In this particular situation, the dataset was being used for a DataTables table (another large performance hit, but one that's less trivial to fix) which needed a defaultContent in the columnDefs to avoid complaining about missing values.
Design¶
In addition to the performance issues, the function has two significant design flaws.
First, it's a highly specialized method masquarading as a generic one. It completely depends on the DocumentNumber_id and DocumentNumber keys to do the merging; without those keys, the method can't do anything at all.
Second, it does an in-place mutation of the data. This isn't always a bad thing, but a function doing an in-place mutation is generally undesirable compared to something that returns data to use as-needed.
Potential solution¶
Here is a potential solution to those. The invocation changes slightly, and you need to catch the return and store it, but it allows much greater flexibility in terms of how the method could be used.
/**
* Merge two arrays of objects
* @param {object} target An object holding the target data to be merged into
* @param {Array} target.data The array of target data objects to merge new data into
* @param {string} [target.key] The key to merge on, defaults to `id` if not provided
* @param {Object} source An object holding the source data to merge in
* @param {Array} source.data The array of source data to merge in
* @param {string} [source.key] The key to merge on, defaults to `id` if not provided
* @returns {Object[]} Returns an array of objects, merged by the provided keys
*/
export function mergeData(target, source) {
const reshaped = Object.fromEntries(source.data.map(o => [o[target.key??'id'], o]))

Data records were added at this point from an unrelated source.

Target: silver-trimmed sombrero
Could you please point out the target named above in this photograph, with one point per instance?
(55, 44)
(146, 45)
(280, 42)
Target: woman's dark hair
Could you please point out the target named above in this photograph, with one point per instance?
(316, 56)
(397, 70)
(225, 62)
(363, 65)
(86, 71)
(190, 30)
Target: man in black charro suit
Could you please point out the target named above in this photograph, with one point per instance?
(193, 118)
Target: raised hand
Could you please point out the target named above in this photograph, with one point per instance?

return target.data.map(obj => ({...obj, ...reshaped?.[obj[source.key??'id']]}))
}
This version does two things. First off, it takes in a pair of objects in the format of {data: Array, key: string}, which allows users to specify the unique key to use for each dataset in order to merge them by an arbitrary key if the default of id isn't appropriate. Second, it creates the final output to return by mapping over the data and returning that, instead of doing an in-place replacement.
However, there are two caveats with this method. First, it's only capable of taking two datasets and merging them together, it isn't useful in the situation when you have more than two datasets to merge. Second, it still has a flaw that the original does in that it's not a true merge of the two datasets, anything in the source that doesn't match a key in the target will just be skipped and ignored. Neither of those are fatal flaws in the original context, but they are a natural extension of the functionality.
/**
* @typedef DatasetData
* @param {Array} data The array of data to merge in
* @param {string} [key] The key to merge on, defaults to `id` if not provided
*/
/**
* Merge multiple arrays of objects
* @param {DatasetData[]} datasets An array of objects containing the data to merge and an optional key to merge on
* @returns {Object[]} An array of ojbects ultimately created by the merging
*/
export function mergeData(datasets) {
let output = {}
for (const {data,key} of datasets){
data.forEach(obj => output[obj[key??'id']] = {...output[obj[key??'id']] ?? {}, ...obj})
}
return Object.values(output)
}
data and key, and merges them all together into one array to return. This design could also be further extended with options for things like only having one final key field in the output, excluding objects with no match in the first dataset (as the original version does), early-return handling for situations where there are zero or one datasets provided, and so on.